The update_state node in the orchestrator is the only writer to QualificationState dimensions. No other node modifies these fields.
Lead level derivation
lead_level is derived from QualificationState by the score_router node at each turn. It is not stored as a persistent field — it is recomputed from the current QualificationState on every evaluation. The value stored in SessionState.lead_level reflects the last computed level and is used for context packet generation; it is not used in routing (routing always recomputes from raw dimensions).
Algorithm: see Data Models — Lead level derivation for the canonical implementation, including the P3 referral pattern.
Stage transitions
current_stage follows the respond → advance → propose sequence defined in chat-behaviour.md. Stage transitions are driven by the orchestrator’s routing decisions, not by a separate state update.
| Transition | Trigger |
|---|---|
| Stage 1 → Stage 2 | After the first substantive response has been delivered (first completed turn) |
| Stage 2 → Stage 3 | score_router routes to propose_handoff (hot lead, explicit request, or stall) |
| Stage 3 → Stage 2 | After propose_handoff completes, if the visitor continues the conversation without accepting the proposal |
Stage 3 is not a terminal state. If the visitor declines or ignores the handoff proposal and continues asking questions, the session returns to Stage 2 and qualification continues normally. The stage3_proposals_issued counter increments, and the turn_counter resets, but the qualification dimensions are not affected.
Disqualification and Negative Persona Handling
is_negative_persona and is_no_fit are set by update_state when the visitor’s messages match the patterns defined in chat-behaviour.md and the PRD (FR-11, FR-11a).
is_negative_persona = True is set when the visitor’s behaviour matches N1 (competitor intelligence gathering) or N2 (researcher/journalist/student with no commercial intent). Once set, it is never unset in the same session.
is_no_fit = True is set when the visitor expresses individual contractor scope, geographic or regulatory mismatch, academic purpose, or any other context in the explicit disqualification list. Consultant/evaluator patterns are not no-fit — see the is_consultant flag.
Effect on routing:
derive_lead_level()always returns"cold"when either flag is true.score_routerwill never route topropose_handoffwithreason = "hot_lead".- Explicit human requests (
explicit_human_request = True) still triggerpropose_handoffeven whenis_negative_personais true — refusing an explicit human request is prohibited regardless of persona (FR-10,human-handoff.md).

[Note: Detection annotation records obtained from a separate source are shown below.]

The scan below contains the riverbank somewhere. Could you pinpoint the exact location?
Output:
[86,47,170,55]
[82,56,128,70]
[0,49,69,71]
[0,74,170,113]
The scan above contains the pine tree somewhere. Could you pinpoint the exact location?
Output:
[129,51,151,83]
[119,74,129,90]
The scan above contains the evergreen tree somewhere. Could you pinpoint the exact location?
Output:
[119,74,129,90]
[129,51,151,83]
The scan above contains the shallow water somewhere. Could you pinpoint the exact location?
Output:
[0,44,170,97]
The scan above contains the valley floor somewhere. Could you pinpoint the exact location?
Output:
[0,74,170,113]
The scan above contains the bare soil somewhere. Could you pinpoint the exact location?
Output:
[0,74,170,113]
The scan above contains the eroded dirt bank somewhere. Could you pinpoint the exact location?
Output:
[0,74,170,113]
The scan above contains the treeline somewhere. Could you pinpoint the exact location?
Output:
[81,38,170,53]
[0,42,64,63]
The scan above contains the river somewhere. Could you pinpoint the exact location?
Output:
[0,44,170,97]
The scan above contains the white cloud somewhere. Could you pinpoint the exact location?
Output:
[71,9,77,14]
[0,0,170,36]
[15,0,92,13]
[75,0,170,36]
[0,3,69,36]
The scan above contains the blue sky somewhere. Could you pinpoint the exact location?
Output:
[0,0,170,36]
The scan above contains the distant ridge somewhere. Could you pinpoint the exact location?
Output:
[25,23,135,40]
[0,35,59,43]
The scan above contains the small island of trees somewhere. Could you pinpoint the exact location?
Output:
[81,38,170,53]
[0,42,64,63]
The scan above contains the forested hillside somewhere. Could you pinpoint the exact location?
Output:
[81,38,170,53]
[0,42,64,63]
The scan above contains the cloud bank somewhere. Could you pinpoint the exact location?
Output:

is_consultant = True is set when the visitor identifies as a freelancer or agency professional evaluating on behalf of a client. This is not a disqualification flag — it is a routing modifier. When set, QualificationState dimensions are evaluated against the client’s context, not the consultant’s. The context packet flags this pattern explicitly so the sales rep does not pitch the consultant as the buyer.
Sliding Window — Context Window Management (EC-13)
The messages list is a sliding window of fixed maximum size. When the window is full and a new message is added, the oldest entry is evicted.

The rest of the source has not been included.